Sorting and Removing Duplicates


  • The records in a database table are not intrinsically ordered: if we want to display them in some order, we must specify that explicitly with ORDER BY.
  • The values in a database are not guaranteed to be unique: if we want to eliminate duplicates, we must specify that explicitly as well using DISTINCT.

Filtering


  • Use WHERE to specify conditions that records must meet in order to be included in a query’s results.
  • Use AND, OR, and NOT to combine tests.
  • Filtering is done on whole records, so conditions can use fields that are not actually displayed.
  • Write queries incrementally.

Calculating New Values


  • Queries can do the usual arithmetic operations on values.
  • Use UNION to combine the results of two or more queries.

Missing Data


  • Databases use a special value called NULL to represent missing information.
  • Almost all operations on NULL produce NULL.
  • Queries can test for NULLs using IS NULL and IS NOT NULL.

Aggregation


  • Use aggregation functions to combine multiple values.
  • Aggregation functions ignore null values.
  • Aggregation happens after filtering.
  • Use GROUP BY to combine subsets separately.
  • If no aggregation function is specified for a field, the query may return an arbitrary value for that field.

Combining Data


  • Use JOIN to combine data from two tables.
  • Use table.field notation to refer to fields when doing joins.
  • Every fact should be represented in a database exactly once.
  • A join produces all combinations of records from one table with records from another.
  • A primary key is a field (or set of fields) whose values uniquely identify the records in a table.
  • A foreign key is a field (or set of fields) in one table whose values are a primary key in another table.
  • We can eliminate meaningless combinations of records by matching primary keys and foreign keys between tables.
  • The most common join condition is matching keys.

Data Hygiene


  • Every value in a database should be atomic.
  • Every record should have a unique primary key.
  • A database should not contain redundant information.
  • Units and similar metadata should be stored with the data.

Creating and Modifying Data


  • Use CREATE and DROP to create and delete tables.
  • Use INSERT to add data.
  • Use UPDATE to modify existing data.
  • Use DELETE to remove data.
  • It is simpler and safer to modify data when every record has a unique primary key.
  • Do not create dangling references by deleting records that other records refer to.

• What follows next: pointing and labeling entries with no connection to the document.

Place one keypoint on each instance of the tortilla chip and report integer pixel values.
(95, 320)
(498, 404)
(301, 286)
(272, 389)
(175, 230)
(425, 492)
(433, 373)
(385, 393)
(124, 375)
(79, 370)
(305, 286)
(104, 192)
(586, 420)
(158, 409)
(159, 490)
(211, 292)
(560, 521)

Programming with Databases - Python


  • General-purpose languages have libraries for accessing databases.
  • To connect to a database, a program must use a library specific to that database manager.
  • These libraries use a connection-and-cursor model.
  • Programs can read query results in batches or all at once.
  • Queries should be written using parameter substitution, not string formatting.

Programming with Databases - R


  • Data analysis languages have libraries for accessing databases.
  • To connect to a database, a program must use a library specific to that database manager.
  • R’s libraries can be used to directly query or read from a database.
  • Programs can read query results in batches or all at once.
  • Queries should be written using parameter substitution, not string formatting.
  • R has multiple helper functions to make working with databases easier.